La Administración de Trump publica solo una parte muy censurada de los papeles de Epstein, aunque la ley le exigía difundirlos “todos”

El Congreso obligó al Departamento de Justicia a divulgar los documentos del millonario pederasta. El nuevo lote no contiene grandes revelaciones, pero sí decenas de fotos de Bill Clinton

El Departamento de Justicia de Estados Unidos cumplió este viernes, último día del plazo que le había dado por ley el Congreso de Washington, con la obligación de publicar los papeles de Jeffrey Epstein. Liberaron en una web creada ex profeso una cantidad ingente de información, pero, como admitió el propio Departamento de Justicia, no difundieron toda la que obraba en su poder. Y eso, pese a que la norma, que firmó a regañadientes el presidente Donald Trump, le exigía hacerlo.

Los papeles salieron a la luz a eso de las 16:00 (hora de Washington) tras meses de negativas de la Casa Blanca a difundirlos y una expectación desmesurada, que acabó, una vez más, en decepción.

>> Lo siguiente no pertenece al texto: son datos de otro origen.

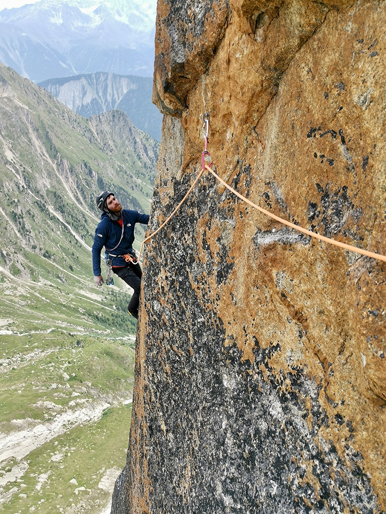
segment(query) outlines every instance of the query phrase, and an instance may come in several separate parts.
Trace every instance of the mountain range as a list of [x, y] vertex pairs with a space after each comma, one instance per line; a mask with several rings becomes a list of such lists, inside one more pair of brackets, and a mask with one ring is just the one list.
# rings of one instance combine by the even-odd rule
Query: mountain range
[[126, 457], [136, 323], [125, 284], [93, 280], [95, 197], [109, 189], [148, 212], [159, 147], [123, 111], [87, 119], [0, 64], [4, 511], [101, 514], [111, 500]]
[[40, 83], [62, 103], [82, 116], [113, 109], [124, 111], [138, 128], [161, 141], [162, 115], [151, 103], [152, 79], [99, 72]]
[[150, 77], [154, 0], [40, 0], [0, 11], [0, 61], [35, 82], [95, 71]]

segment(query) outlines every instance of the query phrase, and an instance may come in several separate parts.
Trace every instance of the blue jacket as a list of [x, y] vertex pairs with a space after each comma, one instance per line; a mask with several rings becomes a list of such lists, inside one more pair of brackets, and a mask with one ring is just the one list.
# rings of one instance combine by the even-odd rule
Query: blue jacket
[[[136, 223], [147, 225], [149, 214], [141, 214], [137, 211], [122, 209], [123, 237], [122, 227], [118, 222], [110, 219], [106, 212], [102, 212], [101, 219], [95, 229], [94, 244], [92, 250], [93, 254], [93, 271], [95, 277], [101, 274], [100, 269], [100, 252], [103, 246], [108, 252], [113, 255], [124, 255], [132, 249], [134, 242], [134, 227]], [[115, 247], [118, 245], [116, 248]], [[127, 266], [124, 259], [115, 258], [113, 259], [113, 266], [119, 267]]]

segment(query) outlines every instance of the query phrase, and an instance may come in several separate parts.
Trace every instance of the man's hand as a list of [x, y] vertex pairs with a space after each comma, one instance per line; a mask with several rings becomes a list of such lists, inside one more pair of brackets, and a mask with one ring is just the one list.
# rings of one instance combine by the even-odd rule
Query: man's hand
[[95, 277], [94, 275], [94, 281], [97, 286], [101, 286], [103, 283], [103, 277], [101, 275], [99, 275], [98, 277]]

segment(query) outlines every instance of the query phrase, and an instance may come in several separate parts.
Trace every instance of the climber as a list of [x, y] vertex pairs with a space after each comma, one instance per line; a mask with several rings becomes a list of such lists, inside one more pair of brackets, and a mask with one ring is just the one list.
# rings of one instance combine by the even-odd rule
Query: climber
[[137, 211], [122, 209], [114, 193], [103, 191], [96, 198], [97, 206], [102, 211], [101, 219], [95, 230], [92, 248], [94, 280], [98, 286], [103, 283], [101, 274], [100, 252], [103, 246], [107, 256], [112, 261], [113, 272], [134, 289], [128, 305], [130, 316], [138, 319], [142, 270], [137, 263], [127, 262], [127, 255], [135, 255], [132, 245], [136, 223], [147, 225], [149, 214], [142, 214]]

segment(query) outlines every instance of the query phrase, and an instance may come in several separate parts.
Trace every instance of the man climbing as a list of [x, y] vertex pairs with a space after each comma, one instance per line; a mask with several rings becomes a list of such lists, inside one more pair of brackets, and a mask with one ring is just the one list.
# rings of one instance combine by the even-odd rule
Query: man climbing
[[132, 255], [135, 260], [132, 248], [134, 226], [136, 223], [147, 225], [149, 214], [122, 209], [114, 193], [111, 191], [100, 193], [97, 196], [96, 204], [102, 211], [102, 215], [95, 230], [92, 248], [94, 281], [98, 286], [103, 283], [100, 269], [100, 252], [104, 246], [108, 258], [112, 261], [114, 273], [134, 289], [127, 311], [137, 319], [142, 270], [138, 264], [127, 262], [124, 256]]

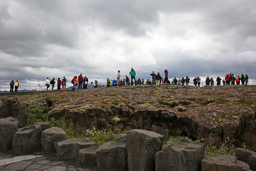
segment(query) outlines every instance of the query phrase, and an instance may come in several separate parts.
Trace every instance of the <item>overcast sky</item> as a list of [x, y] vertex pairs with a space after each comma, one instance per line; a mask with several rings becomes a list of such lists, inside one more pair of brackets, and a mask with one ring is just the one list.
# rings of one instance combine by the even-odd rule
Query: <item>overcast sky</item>
[[254, 0], [0, 0], [2, 85], [106, 82], [131, 67], [136, 78], [255, 78], [256, 42]]

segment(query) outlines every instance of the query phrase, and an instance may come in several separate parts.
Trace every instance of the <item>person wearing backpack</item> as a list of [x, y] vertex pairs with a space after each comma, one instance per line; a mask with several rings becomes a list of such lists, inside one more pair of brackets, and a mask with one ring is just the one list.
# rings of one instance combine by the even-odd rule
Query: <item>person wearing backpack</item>
[[48, 88], [50, 87], [50, 81], [49, 81], [49, 77], [47, 77], [45, 80], [45, 85], [46, 86], [46, 90], [49, 90]]
[[15, 88], [14, 89], [15, 92], [18, 92], [18, 88], [20, 86], [20, 84], [18, 82], [18, 80], [16, 81], [16, 82], [15, 82], [15, 83], [14, 84], [14, 86], [15, 86]]
[[52, 85], [52, 90], [53, 90], [53, 88], [54, 87], [54, 84], [55, 84], [55, 83], [56, 82], [54, 81], [54, 79], [55, 78], [53, 78], [52, 80], [52, 81], [50, 82], [50, 84]]
[[72, 79], [72, 80], [71, 80], [71, 83], [72, 83], [72, 84], [73, 84], [73, 86], [75, 86], [75, 85], [74, 85], [74, 78], [75, 78], [75, 77], [76, 77], [76, 76], [74, 76], [74, 78], [73, 78], [73, 79]]
[[14, 86], [14, 81], [12, 80], [12, 82], [10, 83], [10, 93], [13, 93], [13, 87]]

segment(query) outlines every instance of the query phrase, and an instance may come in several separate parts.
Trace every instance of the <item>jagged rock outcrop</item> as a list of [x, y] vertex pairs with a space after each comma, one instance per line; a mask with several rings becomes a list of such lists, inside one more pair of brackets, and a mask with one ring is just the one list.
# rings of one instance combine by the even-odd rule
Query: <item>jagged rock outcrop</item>
[[165, 138], [167, 138], [170, 135], [168, 129], [154, 125], [152, 125], [152, 131], [163, 135]]
[[25, 125], [28, 119], [28, 112], [25, 106], [20, 104], [17, 97], [2, 99], [0, 105], [0, 119], [12, 117], [17, 118], [18, 126]]
[[42, 147], [47, 154], [56, 153], [57, 143], [68, 139], [66, 132], [60, 128], [52, 127], [44, 131], [41, 136]]
[[156, 154], [156, 171], [200, 170], [205, 150], [204, 144], [191, 139], [169, 141]]
[[[234, 139], [240, 141], [237, 144], [245, 142], [255, 151], [254, 92], [255, 86], [162, 84], [86, 89], [75, 98], [51, 92], [54, 107], [47, 111], [50, 117], [65, 115], [86, 129], [152, 131], [154, 125], [168, 130], [170, 135], [203, 138], [209, 145]], [[42, 103], [42, 99], [31, 99], [20, 101], [26, 105]], [[48, 103], [46, 101], [42, 105]]]
[[11, 150], [13, 135], [18, 130], [18, 119], [12, 117], [0, 119], [0, 151]]
[[201, 161], [201, 165], [202, 171], [251, 171], [249, 165], [230, 155], [205, 156]]
[[79, 150], [78, 160], [80, 164], [87, 167], [97, 167], [96, 151], [98, 145], [90, 146]]
[[57, 157], [58, 159], [75, 159], [79, 154], [79, 150], [94, 145], [90, 138], [71, 138], [57, 143]]
[[41, 147], [42, 132], [50, 127], [49, 122], [39, 122], [18, 129], [13, 136], [13, 153], [15, 155], [29, 154], [39, 149]]
[[251, 169], [256, 171], [256, 152], [242, 148], [236, 150], [236, 157], [238, 159], [248, 164]]
[[97, 149], [96, 155], [100, 171], [128, 170], [127, 152], [124, 142], [107, 142]]
[[155, 154], [162, 149], [164, 136], [155, 132], [133, 129], [126, 140], [128, 168], [132, 171], [153, 171]]

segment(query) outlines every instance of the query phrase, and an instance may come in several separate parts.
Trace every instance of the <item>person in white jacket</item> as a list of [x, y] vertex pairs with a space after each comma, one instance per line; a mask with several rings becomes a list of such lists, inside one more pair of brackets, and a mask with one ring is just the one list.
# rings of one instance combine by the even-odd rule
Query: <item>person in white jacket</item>
[[123, 75], [123, 74], [120, 74], [120, 70], [118, 70], [117, 73], [117, 80], [116, 81], [117, 82], [117, 84], [119, 84], [120, 82], [120, 76]]
[[48, 77], [47, 77], [45, 80], [45, 85], [46, 86], [46, 90], [49, 90], [48, 88], [50, 87], [50, 81], [49, 81]]

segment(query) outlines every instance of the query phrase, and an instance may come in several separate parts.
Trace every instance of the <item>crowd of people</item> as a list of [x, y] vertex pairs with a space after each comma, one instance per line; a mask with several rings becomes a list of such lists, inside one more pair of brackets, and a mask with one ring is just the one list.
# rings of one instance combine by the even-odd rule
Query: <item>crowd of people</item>
[[[181, 78], [179, 77], [178, 79], [176, 79], [174, 77], [172, 79], [171, 82], [169, 80], [168, 77], [168, 71], [167, 70], [164, 70], [164, 77], [162, 78], [160, 75], [160, 73], [158, 72], [157, 74], [156, 74], [154, 71], [150, 74], [152, 76], [152, 80], [150, 79], [148, 79], [146, 80], [146, 82], [145, 80], [143, 78], [138, 78], [138, 79], [136, 79], [136, 72], [132, 68], [131, 71], [129, 73], [131, 79], [128, 76], [125, 76], [125, 78], [122, 80], [121, 79], [121, 76], [123, 76], [123, 74], [121, 74], [120, 71], [118, 70], [117, 73], [117, 76], [116, 79], [114, 79], [113, 80], [107, 78], [106, 87], [111, 87], [116, 86], [124, 86], [124, 85], [159, 85], [162, 84], [176, 84], [178, 85], [184, 85], [186, 84], [186, 86], [188, 86], [190, 83], [190, 79], [188, 76], [184, 78], [182, 77]], [[225, 79], [222, 80], [222, 82], [223, 85], [226, 84], [235, 84], [236, 83], [237, 85], [240, 84], [241, 83], [242, 85], [247, 85], [248, 84], [249, 78], [248, 76], [246, 75], [242, 74], [241, 77], [239, 76], [236, 75], [234, 76], [234, 74], [230, 73], [229, 74], [226, 74], [225, 77]], [[201, 82], [201, 79], [199, 77], [195, 77], [193, 80], [194, 85], [195, 86], [200, 87]], [[87, 88], [88, 85], [88, 78], [86, 76], [83, 77], [82, 74], [81, 74], [78, 78], [77, 76], [75, 76], [71, 81], [71, 83], [73, 84], [73, 86], [71, 88], [71, 91], [76, 90], [78, 89], [82, 89]], [[216, 78], [215, 81], [217, 82], [217, 86], [221, 85], [222, 82], [222, 79], [219, 76]], [[49, 87], [50, 85], [52, 85], [52, 90], [53, 89], [55, 83], [57, 82], [57, 90], [60, 90], [60, 87], [62, 87], [62, 91], [64, 91], [66, 89], [66, 86], [67, 85], [67, 80], [65, 77], [63, 77], [63, 78], [61, 80], [59, 78], [57, 82], [55, 81], [55, 78], [53, 78], [51, 81], [50, 81], [49, 78], [47, 78], [46, 80], [45, 85], [46, 86], [46, 90], [50, 90]], [[214, 81], [212, 77], [210, 79], [209, 77], [207, 77], [205, 80], [205, 84], [206, 86], [214, 86]], [[96, 80], [94, 80], [94, 83], [91, 82], [91, 88], [97, 88], [98, 87], [105, 87], [104, 85], [98, 85], [98, 81]], [[19, 86], [19, 84], [18, 81], [17, 80], [15, 83], [14, 80], [12, 80], [10, 84], [10, 92], [13, 92], [14, 87], [15, 87], [15, 92], [18, 91], [18, 87]]]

Había unos 13.000 documentos, muchos de ellos severamente censurados. A menudo, las tachaduras ocultaban páginas y páginas enteras; hasta 119 en uno de los casos.

Venían divididos por categorías: documentos judiciales de casos penales y civiles; información relacionada con la ley de transparencia; archivos que entregó en septiembre al Comité de Supervisión de la Cámara de Representantes.... Solo con la lectura de la lista ya quedó claro que abundaban los materiales ya conocidos, como una lista de “masajistas” con 254 entradas que formaban una sólida masa de mancha negra, pues todos sus nombres aparecían borrados.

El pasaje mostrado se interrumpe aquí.